The importance of data in running an effective business – and in gaining faster, deeper market insight and competitive advantage – has been unequivocally recognised. Now the question is, where are the data workers who can make this happen?
This is what many businesses are asking themselves, making data scientists in more demand than ever before. In fact, US-based online employment analysts at Glassdoor recently announced that data scientist is currently the best job in the US, based on pay, career advancement, and treatment in the workplace. The only problem is that there aren’t enough to go around…
But is that really the issue? And have businesses missed out on the real problem?
The battle begins: Coding vs. thinking analytically
There’s no disputing that the capability to set up, manage, and fix vast corporate databases is a job for an expert. Coders, programmers and systems architects with experience in data warehousing will always be crucial. However, many businesses are rushing to deal with the exponential growth of their data without considering what is truly needed. While the maintenance and broad management of data is a job for the technical experts, it’s no longer possible to leave data analysis to the few specialists.
Organisations have become obsessed with hiring people with very specific digital skills when it’s the common approach and thought processes that underpin each of these skills which are the most important. These technical disciplines rely on a methodical, analytical way of thinking and that’s what companies should look for in new hires and existing employees. This should happen across all departments, from HR through to finance and marketing. Every line of business needs analytical thinking.
Boosting business with self-service
The growth of self-service analytics tools has meant that coding is no longer a must-have skill for anyone who interacts with data. Legacy systems used to assume a level of technical proficiency of the user, but the latest generation of data solutions delivers a user-friendly interface.
With that potential hurdle addressed, the entire hiring dynamic shifts. These self-service tools enable businesses and recruiters to look at a far wider pool of candidates for any role, allowing them to consider factors outside of specific coding languages. Organisations can look at related experience, personality, and even raw intelligence, making it far more likely they’ll uncover the star hires that deliver business impact.

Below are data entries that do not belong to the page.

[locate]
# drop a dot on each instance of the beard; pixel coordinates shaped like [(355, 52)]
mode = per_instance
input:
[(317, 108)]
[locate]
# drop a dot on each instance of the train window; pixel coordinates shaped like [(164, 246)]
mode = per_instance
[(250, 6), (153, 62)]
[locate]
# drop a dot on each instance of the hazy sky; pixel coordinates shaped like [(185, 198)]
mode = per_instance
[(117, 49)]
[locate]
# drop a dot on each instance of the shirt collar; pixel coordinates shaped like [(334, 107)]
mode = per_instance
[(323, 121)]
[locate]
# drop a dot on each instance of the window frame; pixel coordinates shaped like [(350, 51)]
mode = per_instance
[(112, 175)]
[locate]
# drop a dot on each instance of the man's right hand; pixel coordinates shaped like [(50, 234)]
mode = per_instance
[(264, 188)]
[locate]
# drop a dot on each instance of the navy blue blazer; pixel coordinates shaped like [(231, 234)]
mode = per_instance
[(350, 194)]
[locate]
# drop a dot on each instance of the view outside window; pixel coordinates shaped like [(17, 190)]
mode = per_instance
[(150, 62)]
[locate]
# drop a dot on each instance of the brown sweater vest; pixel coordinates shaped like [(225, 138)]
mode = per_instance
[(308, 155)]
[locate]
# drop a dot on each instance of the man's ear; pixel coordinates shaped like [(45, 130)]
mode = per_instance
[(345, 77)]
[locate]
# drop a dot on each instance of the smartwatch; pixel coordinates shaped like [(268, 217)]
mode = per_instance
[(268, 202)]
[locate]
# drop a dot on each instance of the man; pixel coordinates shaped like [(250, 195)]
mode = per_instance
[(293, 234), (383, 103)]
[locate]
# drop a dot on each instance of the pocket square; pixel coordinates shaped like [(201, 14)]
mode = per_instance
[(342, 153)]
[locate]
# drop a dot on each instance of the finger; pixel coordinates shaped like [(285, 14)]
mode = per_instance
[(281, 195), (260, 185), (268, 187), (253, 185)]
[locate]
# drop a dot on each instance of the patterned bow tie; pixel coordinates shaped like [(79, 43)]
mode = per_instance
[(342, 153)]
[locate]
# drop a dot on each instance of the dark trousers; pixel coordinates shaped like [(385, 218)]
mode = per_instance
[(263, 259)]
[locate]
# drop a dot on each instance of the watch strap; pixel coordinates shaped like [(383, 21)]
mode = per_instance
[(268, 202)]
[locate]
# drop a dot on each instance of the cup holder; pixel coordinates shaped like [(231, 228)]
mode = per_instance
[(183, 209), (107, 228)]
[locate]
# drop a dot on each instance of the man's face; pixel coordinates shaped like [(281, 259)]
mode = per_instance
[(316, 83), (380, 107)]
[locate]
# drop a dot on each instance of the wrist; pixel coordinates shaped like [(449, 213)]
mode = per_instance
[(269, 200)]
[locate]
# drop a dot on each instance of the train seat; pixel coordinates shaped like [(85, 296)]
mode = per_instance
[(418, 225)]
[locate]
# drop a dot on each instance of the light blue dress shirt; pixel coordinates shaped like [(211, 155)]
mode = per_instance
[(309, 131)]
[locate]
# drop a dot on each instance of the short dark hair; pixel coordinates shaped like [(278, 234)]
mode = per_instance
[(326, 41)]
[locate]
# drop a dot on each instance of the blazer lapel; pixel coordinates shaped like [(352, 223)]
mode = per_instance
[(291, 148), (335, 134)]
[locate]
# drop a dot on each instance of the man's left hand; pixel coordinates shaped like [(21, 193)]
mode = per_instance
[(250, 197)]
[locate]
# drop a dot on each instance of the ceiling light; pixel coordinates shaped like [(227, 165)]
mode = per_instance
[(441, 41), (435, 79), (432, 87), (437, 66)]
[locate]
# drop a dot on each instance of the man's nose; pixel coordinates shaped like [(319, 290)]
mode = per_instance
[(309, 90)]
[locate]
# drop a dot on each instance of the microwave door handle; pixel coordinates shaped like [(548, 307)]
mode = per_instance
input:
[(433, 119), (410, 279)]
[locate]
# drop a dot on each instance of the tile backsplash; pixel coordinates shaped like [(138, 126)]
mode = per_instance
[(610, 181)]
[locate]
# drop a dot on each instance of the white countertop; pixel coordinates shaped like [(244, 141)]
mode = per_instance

The shift away from reliance on specific people with specific technical capabilities also preserves the sense of agility that the modern business world demands. What happens if the business changes in the next 12 months, and a skill you’ve hired in is no longer relevant? Far better to hire recruits with an overarching methodical mentality than a group who can navigate a specific coding language. It’s far more important to have a logical mental workflow, know what data is most important to the business, and understand the particular business questions that need addressing. The ultimate knock-on effect of looking for people with this analytical mind set is that you’ll bring a richer, more diverse mix of people into the company, united by a systematic approach to business.
Looking to the future
Some of the top educational institutions, including Imperial College London and the London Business School, already offer modules, and even entire courses, in business analytics and related fields. This is driving change in the corporate world as the newest generation of MBA students and business leaders arrive with an analytical approach and an understanding of the value of analytics already in place.
The data-driven culture that many companies talk about no longer means that everyone should know SQL Server, Python or R. It means that every member of the business should understand that each of the firm’s decisions are made based on data, and that frequently interrogating data and making business decisions accordingly is how a company succeeds.